The latest report by Atomico suggests that after 2021, when an incredible 105 unicorn companies emerged, we have reverted back to baseline in 2022, with “only” 31 being crowned as such by November of this year. That’s still more than what became visible in 2020, a sure sign that, beyond the hype, there are great new companies being built in Europe. Don’t get me wrong — we should celebrate the incredible advances the European ecosystem has made over the last several years, but we need a new metric going forward.
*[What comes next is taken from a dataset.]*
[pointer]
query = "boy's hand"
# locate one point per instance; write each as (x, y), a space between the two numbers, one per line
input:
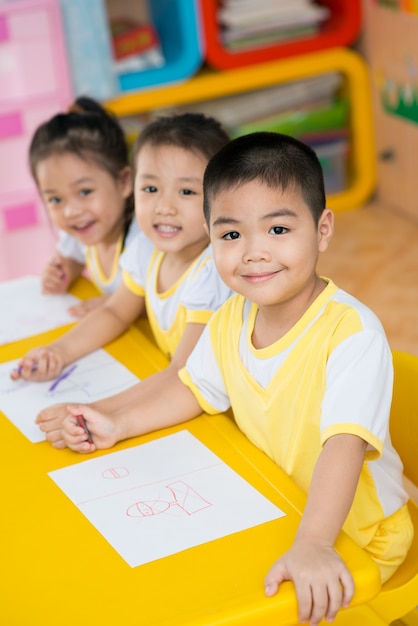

First of all, at a time of persistent inflation, heightened geopolitical tensions, and energy shocks, a billion dollars — or euros — will be worth much less in ten years time. More importantly, we need to build much larger companies that go well beyond a billion dollar valuation, if we are going to secure Europe’s place as a center of technological innovation. The energy transition alone is a large enough space for multiple companies doing billions of euros in revenue alone. Add to that the many AI startups making machine learning and AI technology applicable to a broad array of industries, and you can imagine many new multi-billion euro companies in a few years.

But to call these future leaders “unicorns”, “decacorns”, or “hectocorns” distracts us from what is truly important. While getting to 1 billion euros in revenue might be a necessary goal for an ambitious startup, becoming a unicorn with a particular enterprise value shouldn’t. Rather, the north star for every startup building a new product or service today should be quality. A quality product makes customers happy, solves major bottlenecks in novel ways, or completely rethinks a problem in an entirely new way, thereby enabling wholly different solutions.

A company that is serious about quality will take care that employees grow as well. In the best cases, entrepreneurs and employees will grow in lockstep with the company itself and create an entire new generation of experts and entrepreneurs. Of course there will always be a need for teams and personalities for the early phases of a startup’s growth path, who don’t stay on as the company matures. These folks are also crucial to the overall health of the ecosystem too.

That’s not to say that growth isn’t important. There are still many European companies growing too slowly. This is a problem in today’s extremely competitive global market environment, and that’s why a large ecosystem with more venture capital chasing the best ideas and entrepreneurs is crucial. Yet we should be chasing quality. The last ten years has demonstrated that there have been a host of promising startups that became the “fastest growing company in the world” without an adequate focus on unit economics. Here venture capitalists ended up subsidizing less than stellar business models and neglected the kind of value creation we should aspire to.

The most successful companies I have had the privilege to work with over the last 22 years do exactly the same thing — focus on delivering a high-quality product, while balancing the imperatives of growth and capital efficiency. If I have one wish for our ecosystem in 2023, it is for us to stop using the world unicorn, and talk more about what makes each company that finds success great, and what we can do to ensure more can not only survive the downturn, but thrive over the coming decade. We too often think too big for the short term and too small in the long run.